Charlie Wilson, the U.S. congressman responsible for raising funds in order to assist Afghan mujahideen to fight the Soviets, commented that he felt the Israeli forces were welcomed as a liberation army and that the PLO's presence was worth even the tumult of the Israeli invasion.

==Tactical position==
Whilst in Lebanon, the PLO was able to mount several attacks on Israel from vantage points along the border. The time in Lebanon also afforded the PLO space and resources with which to plan activities in support of the wider cause, including the Munich massacre. Attacks into Israel, including rocket attacks, became the catalyst for Israeli invasions into Lebanon, first in 1978 and again subsequently and decisively in 1982. Although PLO attacks were able to cause disruption, it is not possible to say that they achieved any lasting military gain.

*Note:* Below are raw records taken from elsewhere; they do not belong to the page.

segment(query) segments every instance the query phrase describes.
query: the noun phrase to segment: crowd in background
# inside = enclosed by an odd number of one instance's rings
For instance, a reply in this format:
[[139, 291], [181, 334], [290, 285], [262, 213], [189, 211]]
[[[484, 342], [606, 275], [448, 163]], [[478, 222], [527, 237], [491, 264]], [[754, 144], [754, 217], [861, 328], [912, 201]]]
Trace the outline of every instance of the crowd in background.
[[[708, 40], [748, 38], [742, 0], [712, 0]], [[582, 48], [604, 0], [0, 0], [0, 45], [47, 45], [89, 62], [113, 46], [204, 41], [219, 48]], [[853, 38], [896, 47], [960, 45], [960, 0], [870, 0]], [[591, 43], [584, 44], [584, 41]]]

the PLO's positioning in Lebanon did, however, afford the organisation a degree of economic structure and they were able to gain some economic power in this way, by establishing trade links and businesses and by collecting taxes from displaced Palestinians.

==Aftermath==
Following on from the PLO's forced exile from Lebanon, their power base was diminished and the PLO as an organisation was forced to be further away from the people it sought to fight for. The Lebanese period can in fact be seen as a time of no real development in PLO's desire to achieve statehood, in the main because of its being marred by additional conflicts. Throughout this period in time, the PLO was beginning to accept the concept of a two-state solution and move towards the kind of agreements that would mark the Oslo I Accord, but diplomatic processes were hindered by the conflict. The PLO itself as an organisation was split at times and trust between political groups was minimal.